Researchers from MIT's Computer Science and Artificial Intelligence Laboratory (CSAIL) are hoping that one day, their research could give people an AI-powered wearable device to help them pick up on those cues.
Those researchers are presenting the results of their latest study, which used deep learning to determine in real time whether a conversation is happy, sad or neutral based on a person's speech patterns and vital signs. The data was collected with a Samsung Simband, in the hopes that the algorithms developed could one day be used in a wearable device that offers "social coaching" for people with disabilities.
"Imagine if, at the end of a conversation, you could rewind it and see the moments when the people around you felt the most anxious," graduate student Tuka Alhanai, who co-authored a related paper with PhD candidate Mohammad Ghassemi, said in a statement. "Our work is a step in this direction, suggesting that we may not be that far away from a world where people can have an AI social coach right in their pocket."
Alhanai and Ghassemi are presenting their paper at the Association for the Advancement of Artificial Intelligence (AAAI) conference in San Francisco.

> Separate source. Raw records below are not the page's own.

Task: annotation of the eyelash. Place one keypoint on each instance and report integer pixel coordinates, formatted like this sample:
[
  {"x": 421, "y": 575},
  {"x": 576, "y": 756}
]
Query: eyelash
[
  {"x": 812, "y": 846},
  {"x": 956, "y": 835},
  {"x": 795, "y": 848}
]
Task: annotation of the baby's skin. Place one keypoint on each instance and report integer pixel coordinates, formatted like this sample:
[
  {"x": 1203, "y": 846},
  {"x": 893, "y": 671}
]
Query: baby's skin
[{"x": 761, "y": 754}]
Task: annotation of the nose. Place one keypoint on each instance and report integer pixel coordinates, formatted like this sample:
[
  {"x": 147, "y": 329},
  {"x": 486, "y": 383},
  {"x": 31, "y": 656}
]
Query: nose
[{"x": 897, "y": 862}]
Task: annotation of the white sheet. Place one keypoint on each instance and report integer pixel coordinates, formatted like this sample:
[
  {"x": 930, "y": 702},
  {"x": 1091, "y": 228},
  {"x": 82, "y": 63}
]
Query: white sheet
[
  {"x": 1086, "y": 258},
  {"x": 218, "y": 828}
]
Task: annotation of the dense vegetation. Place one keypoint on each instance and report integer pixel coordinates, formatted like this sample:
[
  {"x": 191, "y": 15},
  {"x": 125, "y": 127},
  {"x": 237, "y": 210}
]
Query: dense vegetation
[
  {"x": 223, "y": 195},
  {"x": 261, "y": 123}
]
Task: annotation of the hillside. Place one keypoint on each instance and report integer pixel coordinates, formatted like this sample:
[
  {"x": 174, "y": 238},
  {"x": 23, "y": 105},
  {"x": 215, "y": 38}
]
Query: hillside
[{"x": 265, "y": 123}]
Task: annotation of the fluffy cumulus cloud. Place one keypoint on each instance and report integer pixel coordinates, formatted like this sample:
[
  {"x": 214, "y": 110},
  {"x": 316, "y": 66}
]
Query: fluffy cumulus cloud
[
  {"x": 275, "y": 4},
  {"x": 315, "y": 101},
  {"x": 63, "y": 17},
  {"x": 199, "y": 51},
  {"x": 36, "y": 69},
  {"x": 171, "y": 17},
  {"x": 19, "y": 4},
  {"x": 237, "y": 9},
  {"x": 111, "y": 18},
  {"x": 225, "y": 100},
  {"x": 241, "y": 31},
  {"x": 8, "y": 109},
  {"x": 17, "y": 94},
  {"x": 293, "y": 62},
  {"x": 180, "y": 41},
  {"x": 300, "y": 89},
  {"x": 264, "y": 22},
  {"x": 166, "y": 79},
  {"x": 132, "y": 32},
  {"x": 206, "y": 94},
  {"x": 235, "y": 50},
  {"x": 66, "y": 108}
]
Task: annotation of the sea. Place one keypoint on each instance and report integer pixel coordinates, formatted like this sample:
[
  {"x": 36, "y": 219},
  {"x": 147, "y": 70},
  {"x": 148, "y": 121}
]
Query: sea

The researchers developed their AI system by capturing 31 conversations, each several minutes long. They trained two algorithms on the data -- one to determine whether the overall conversation was happy or sad, and one to classify five-second blocks of each conversation as either positive, negative or neutral.
The subjects wore a Samsung Simband to measure features like movement, heart rate, blood pressure, blood flow and skin temperature,. The system also captured audio data and text transcripts to analyze the speaker's tone, pitch, energy, and vocabulary.
The system associated long pauses and monotonous vocal tones with sadder stories, while more energetic, varied speech patterns were associated with happier ones. Physical cues like fidgeting or increased cardiovascular activity were associated with sad stories. On average, the system could classify the moods of five-second snippets of conversation with an accuracy rate that was 18 percent above chance.
The MIT study seems to marry both trends in an impressive way: Ghassemi noted that the experiment is unique in that it allowed its subjects to carry on natural interactions, even as robust physical and speech data was collected. Similar studies have relied on showing participants videos to track emotions, or asking them to act out specific emotions.
Additionally, keeping privacy concerns in mind, the researchers developed their system to run locally on a user's device.
The research team is now aiming to expand their study, potentially with the use of commercial devices like the Apple Watch.
"Our next step is to improve the algorithm's emotional granularity so it can call out boring, tense, and excited moments with greater accuracy instead of just labeling interactions as 'positive' or 'negative'," Alhani said. "Developing technology that can take the pulse of human emotions has the potential to dramatically improve how we communicate with each other."